Agents agreed their marketing emphasis had shifted towards the “longer term” during last week’s TTG Agent Matters panel discussion.
Two months after their first Agent Matters appearance, acting features editor Abra Dunsby caught up with Meon Valley Travel’s managing director James Beagrie; Kiri Dulay, marketing and social media manager of Midcounties Co-Op Personal Travel Agents; and Strawberry Holidays director Kate Holroyd.
Holroyd said marketing had “definitely shifted to the more long term”, looking to 2021. She was building partnerships with bloggers, podcasting and doing SEO work “looking at my best-performing pages and asking what I can do to improve conversion”.

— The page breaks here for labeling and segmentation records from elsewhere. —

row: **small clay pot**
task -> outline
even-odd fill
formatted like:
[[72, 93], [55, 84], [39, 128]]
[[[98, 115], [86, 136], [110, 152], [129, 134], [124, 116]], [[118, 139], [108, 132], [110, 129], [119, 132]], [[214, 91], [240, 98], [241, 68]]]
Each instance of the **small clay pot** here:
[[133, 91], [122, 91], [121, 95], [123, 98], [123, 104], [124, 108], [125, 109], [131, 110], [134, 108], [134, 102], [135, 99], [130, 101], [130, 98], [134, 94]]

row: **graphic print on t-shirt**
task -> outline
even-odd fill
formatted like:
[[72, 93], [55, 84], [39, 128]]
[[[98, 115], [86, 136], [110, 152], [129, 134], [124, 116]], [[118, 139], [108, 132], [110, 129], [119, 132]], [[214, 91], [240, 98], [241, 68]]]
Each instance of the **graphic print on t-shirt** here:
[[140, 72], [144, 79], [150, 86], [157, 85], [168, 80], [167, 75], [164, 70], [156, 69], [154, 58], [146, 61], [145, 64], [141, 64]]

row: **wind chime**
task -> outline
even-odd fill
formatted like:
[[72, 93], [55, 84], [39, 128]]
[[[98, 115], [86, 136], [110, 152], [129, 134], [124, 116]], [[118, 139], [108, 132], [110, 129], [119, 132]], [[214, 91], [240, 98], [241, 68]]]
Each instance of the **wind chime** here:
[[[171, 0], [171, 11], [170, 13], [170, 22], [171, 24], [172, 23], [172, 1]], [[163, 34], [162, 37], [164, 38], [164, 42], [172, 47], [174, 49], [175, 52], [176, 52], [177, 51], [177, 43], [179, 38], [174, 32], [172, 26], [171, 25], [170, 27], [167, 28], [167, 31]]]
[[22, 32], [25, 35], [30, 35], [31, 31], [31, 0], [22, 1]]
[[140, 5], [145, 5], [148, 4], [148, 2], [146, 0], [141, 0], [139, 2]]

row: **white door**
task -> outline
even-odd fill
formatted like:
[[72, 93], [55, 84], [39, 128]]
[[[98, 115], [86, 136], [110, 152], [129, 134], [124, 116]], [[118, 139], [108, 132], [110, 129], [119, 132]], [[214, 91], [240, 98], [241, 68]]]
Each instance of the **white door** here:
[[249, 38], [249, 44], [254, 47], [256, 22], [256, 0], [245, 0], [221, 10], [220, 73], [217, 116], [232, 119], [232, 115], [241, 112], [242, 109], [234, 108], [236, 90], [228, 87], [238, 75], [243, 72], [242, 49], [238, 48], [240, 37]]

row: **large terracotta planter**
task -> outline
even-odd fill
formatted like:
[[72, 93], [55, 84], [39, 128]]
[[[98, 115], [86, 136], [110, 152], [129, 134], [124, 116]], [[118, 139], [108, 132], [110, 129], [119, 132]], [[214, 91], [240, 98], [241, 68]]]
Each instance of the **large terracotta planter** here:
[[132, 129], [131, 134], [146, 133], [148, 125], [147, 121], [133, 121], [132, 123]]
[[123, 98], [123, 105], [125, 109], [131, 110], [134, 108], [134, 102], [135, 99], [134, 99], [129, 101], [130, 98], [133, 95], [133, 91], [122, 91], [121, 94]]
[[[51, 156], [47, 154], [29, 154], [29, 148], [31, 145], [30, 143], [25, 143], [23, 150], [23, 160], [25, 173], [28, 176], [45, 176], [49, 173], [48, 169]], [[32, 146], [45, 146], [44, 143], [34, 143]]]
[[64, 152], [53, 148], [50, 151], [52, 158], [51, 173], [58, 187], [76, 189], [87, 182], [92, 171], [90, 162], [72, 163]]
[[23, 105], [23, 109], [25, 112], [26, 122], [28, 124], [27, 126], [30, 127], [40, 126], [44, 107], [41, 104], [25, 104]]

“It’s been a prime opportunity to look at those longer-term relationships,” she said. Holroyd added she planned to develop a chatbot for her Facebook page and send postcards to clients “past and present”.
“Our value as travel agents is peaking. I’m at the end of the phone in crises like these, I’m there 24/7. That’s more of the offering I’m pushing forward.”
Holroyd has also appeared extensively on radio. “It came about from building relationships on Twitter with a local journalist and commenting,” she said.
“When Flybe went into administration, she recommended me to her colleagues at Capital FM, Heart, Hits Radio. That’s been a regular occurrence when travel is a heavy news story.”
Dulay outlined Midcounties’ strategy, which focused on creating a yearning for travel. “We’ve focused on more of the soft marketing, including ‘nostalgic’ marketing. We’ve transitioned from what would have been more of a sales focus running into the late season,” she said.
Midcounties ran a customer survey in April asking about travel intentions. The largest percentage was for a beach holiday, but 38% said they wanted a city break.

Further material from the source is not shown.